Butternut Squash Ravioli with White Wine Cream Sauce & Hazelnuts Recipe

Lisa Romerein/Photolibrary/Getty Images
  • 65 mins
  • Prep: 60 mins,
  • Cook: 5 mins
  • Yield: Serves 4 to 6
Ratings (30)
This is an elegant and show-stopping first course. You can certainly make fresh pasta for this recipe, but using wonton wrappers instead is an easier alternative. Because there are a series of steps in making the ravioli, I usually make a large batch and then freeze them for later use.

What You'll Need

  • 1 medium butternut squash
  • 1 tablespoon olive oil
  • 1 tablespoon unsalted butter
  • 3 tablespoons shallots (minced)
  • 3 tablespoons heavy cream
  • 4 tablespoons parmesan (grated)
  • 1 pinch nutmeg
  • salt to taste
  • black pepper to taste
  • 1 package wonton wrappers
  • 1 large egg (beaten with 1 teaspoon water)
  • Flour (for dusting)
  • 1/2 cup hazelnuts
  • 4 tablespoons unsalted butter (cold)
  • 1 tablespoon unsalted butter (softened)
  • 1/2 cup white wine (dry)
  • 1/2 cup heavy cream
  • 1/2 cup chicken broth
  • 1 tablespoon lemon juice (fresh)
  • 2 tablespoons sage (fresh, minced)

How to Make It

  1. Preheat oven to 375°F. Spread hazelnuts on a baking sheet and toast in the oven for 15 minutes. Transfer hazelnuts to a kitchen towel and rub briskly to remove the skins. Coarsely chop hazelnuts and set aside.
  2. Split butternut squash in half and rub 1 tablespoon olive oil on the flesh and lay cut side down on a baking sheet. Bake 30-35 minutes until a fork pierces the flesh easily. Allow squash to cool, then scoop out the flesh and puree in a food processor or blender, adding a little water, if needed.
  1. Melt 1 tablespoon butter in a large skillet and when foaming subsides, add 3 tablespoons shallot and sauté 1 minute.
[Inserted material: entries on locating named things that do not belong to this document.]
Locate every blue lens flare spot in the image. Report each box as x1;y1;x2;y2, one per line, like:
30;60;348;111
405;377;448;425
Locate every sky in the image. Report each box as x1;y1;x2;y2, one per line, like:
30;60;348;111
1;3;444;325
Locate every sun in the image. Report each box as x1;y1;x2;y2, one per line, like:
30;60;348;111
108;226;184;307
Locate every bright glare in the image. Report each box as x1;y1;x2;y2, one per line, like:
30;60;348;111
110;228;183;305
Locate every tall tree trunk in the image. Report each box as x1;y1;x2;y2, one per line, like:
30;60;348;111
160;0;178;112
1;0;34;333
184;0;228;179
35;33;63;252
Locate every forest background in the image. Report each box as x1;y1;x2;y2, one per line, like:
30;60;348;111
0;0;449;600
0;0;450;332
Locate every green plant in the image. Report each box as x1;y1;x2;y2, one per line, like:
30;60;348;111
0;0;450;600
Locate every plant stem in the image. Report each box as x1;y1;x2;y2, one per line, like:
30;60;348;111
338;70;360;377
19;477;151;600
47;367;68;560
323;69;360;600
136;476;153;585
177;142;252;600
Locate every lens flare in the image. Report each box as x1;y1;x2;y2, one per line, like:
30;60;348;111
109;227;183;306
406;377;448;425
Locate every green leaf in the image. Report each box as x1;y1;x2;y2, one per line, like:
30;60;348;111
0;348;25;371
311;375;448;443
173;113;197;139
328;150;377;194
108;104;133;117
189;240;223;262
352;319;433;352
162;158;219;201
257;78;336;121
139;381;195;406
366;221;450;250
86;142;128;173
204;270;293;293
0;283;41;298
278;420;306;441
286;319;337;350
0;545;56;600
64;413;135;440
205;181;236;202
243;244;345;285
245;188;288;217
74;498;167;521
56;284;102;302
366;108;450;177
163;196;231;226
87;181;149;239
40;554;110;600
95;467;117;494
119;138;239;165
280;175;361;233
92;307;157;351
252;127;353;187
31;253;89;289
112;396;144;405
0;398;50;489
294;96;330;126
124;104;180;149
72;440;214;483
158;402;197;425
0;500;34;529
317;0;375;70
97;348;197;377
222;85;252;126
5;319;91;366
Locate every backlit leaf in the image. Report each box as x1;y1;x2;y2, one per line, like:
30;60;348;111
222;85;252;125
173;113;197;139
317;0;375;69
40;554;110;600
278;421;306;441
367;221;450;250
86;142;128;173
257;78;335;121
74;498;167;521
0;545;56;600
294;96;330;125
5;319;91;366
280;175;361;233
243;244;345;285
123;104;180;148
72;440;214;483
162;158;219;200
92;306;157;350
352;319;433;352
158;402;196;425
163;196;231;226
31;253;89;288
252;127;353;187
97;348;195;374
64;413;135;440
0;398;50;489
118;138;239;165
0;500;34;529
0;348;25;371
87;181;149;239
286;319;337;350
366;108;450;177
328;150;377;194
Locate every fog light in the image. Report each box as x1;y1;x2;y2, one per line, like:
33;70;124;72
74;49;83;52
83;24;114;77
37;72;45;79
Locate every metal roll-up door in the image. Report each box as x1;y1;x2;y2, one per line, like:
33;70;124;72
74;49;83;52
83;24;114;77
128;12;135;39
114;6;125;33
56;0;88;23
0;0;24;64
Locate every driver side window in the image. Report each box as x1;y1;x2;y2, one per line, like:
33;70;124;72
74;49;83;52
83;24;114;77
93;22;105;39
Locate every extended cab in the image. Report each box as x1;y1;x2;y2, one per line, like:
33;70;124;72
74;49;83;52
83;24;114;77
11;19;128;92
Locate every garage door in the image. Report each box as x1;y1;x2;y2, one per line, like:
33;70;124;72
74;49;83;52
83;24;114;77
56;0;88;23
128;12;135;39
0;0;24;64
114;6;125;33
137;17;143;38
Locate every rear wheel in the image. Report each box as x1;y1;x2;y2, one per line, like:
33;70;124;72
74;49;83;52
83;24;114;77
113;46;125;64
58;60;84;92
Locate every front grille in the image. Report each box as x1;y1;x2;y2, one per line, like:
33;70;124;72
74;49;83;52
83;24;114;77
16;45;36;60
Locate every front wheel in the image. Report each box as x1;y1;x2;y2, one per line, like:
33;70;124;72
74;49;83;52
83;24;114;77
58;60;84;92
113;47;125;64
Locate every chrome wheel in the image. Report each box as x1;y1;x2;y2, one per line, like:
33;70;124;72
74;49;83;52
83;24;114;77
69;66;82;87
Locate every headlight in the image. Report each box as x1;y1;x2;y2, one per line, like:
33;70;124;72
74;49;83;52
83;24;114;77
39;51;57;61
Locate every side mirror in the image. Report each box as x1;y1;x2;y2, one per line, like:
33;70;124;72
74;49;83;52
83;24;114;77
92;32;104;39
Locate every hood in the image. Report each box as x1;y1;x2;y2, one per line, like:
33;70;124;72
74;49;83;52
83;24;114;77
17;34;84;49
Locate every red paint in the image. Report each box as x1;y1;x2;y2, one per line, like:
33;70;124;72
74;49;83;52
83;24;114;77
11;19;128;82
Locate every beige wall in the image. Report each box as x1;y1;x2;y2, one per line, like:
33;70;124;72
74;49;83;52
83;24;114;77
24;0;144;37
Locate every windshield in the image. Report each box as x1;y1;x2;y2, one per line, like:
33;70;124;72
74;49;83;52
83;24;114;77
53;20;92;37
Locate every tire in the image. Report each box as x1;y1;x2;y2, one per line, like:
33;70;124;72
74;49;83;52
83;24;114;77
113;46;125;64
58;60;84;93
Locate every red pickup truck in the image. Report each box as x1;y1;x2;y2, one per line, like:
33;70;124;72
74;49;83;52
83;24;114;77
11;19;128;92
Add the squash puree and cook on medium heat, stirring frequently, for 2 minutes, until the squash is somewhat dry. Season with ¼ teaspoon salt and ¼ teaspoon black pepper. Stir in 3 tablespoons heavy cream and cook for another 2 minutes. Remove from the heat and add 4 tablespoons grated Parmesan and pinch of nutmeg and stir until blended. Allow to cool.
  2. Line a baking sheet with wax paper and dust lightly with flour. Lay out 12 wonton wrappers on a clean surface. Place 1 teaspoon of filling in the center of each wonton. Lightly brush 4 wontons with the beaten egg. (Brushing only 4 at a time prevents the beaten egg from drying.) Lay a wonton wrapper on top of each one and press gently from around the center of the filling to the edges, squeezing out any air bubbles. Transfer ravioli to the wax paper-lined baking sheet and repeat with the remaining 8 wontons, brushing 4 at a time. Place another sheet of wax paper on top of the ravioli and lightly dust with flour. Make 12 more ravioli and lay them on top of the second sheet of wax paper. (The ravioli can be frozen at this point.)
  3. For the White Wine Cream Sauce: Melt 1 tablespoon butter in a small saucepan and when the foam subsides, add the shallots and sauté 2 minutes until softened. Add the white wine, cream, chicken broth and lemon juice and simmer for 10 minutes until reduced by half. Whisk in the cold butter 1 tablespoon at a time. Stir in the minced fresh sage.
  1. Bring a large pot of water to a low boil and add the ravioli. Gently stir the ravioli to prevent them from sticking together and simmer 4 minutes. Using a slotted spoon, drain and transfer 4 ravioli to each plate. Drizzle with the white wine cream sauce and sprinkle toasted hazelnuts on top.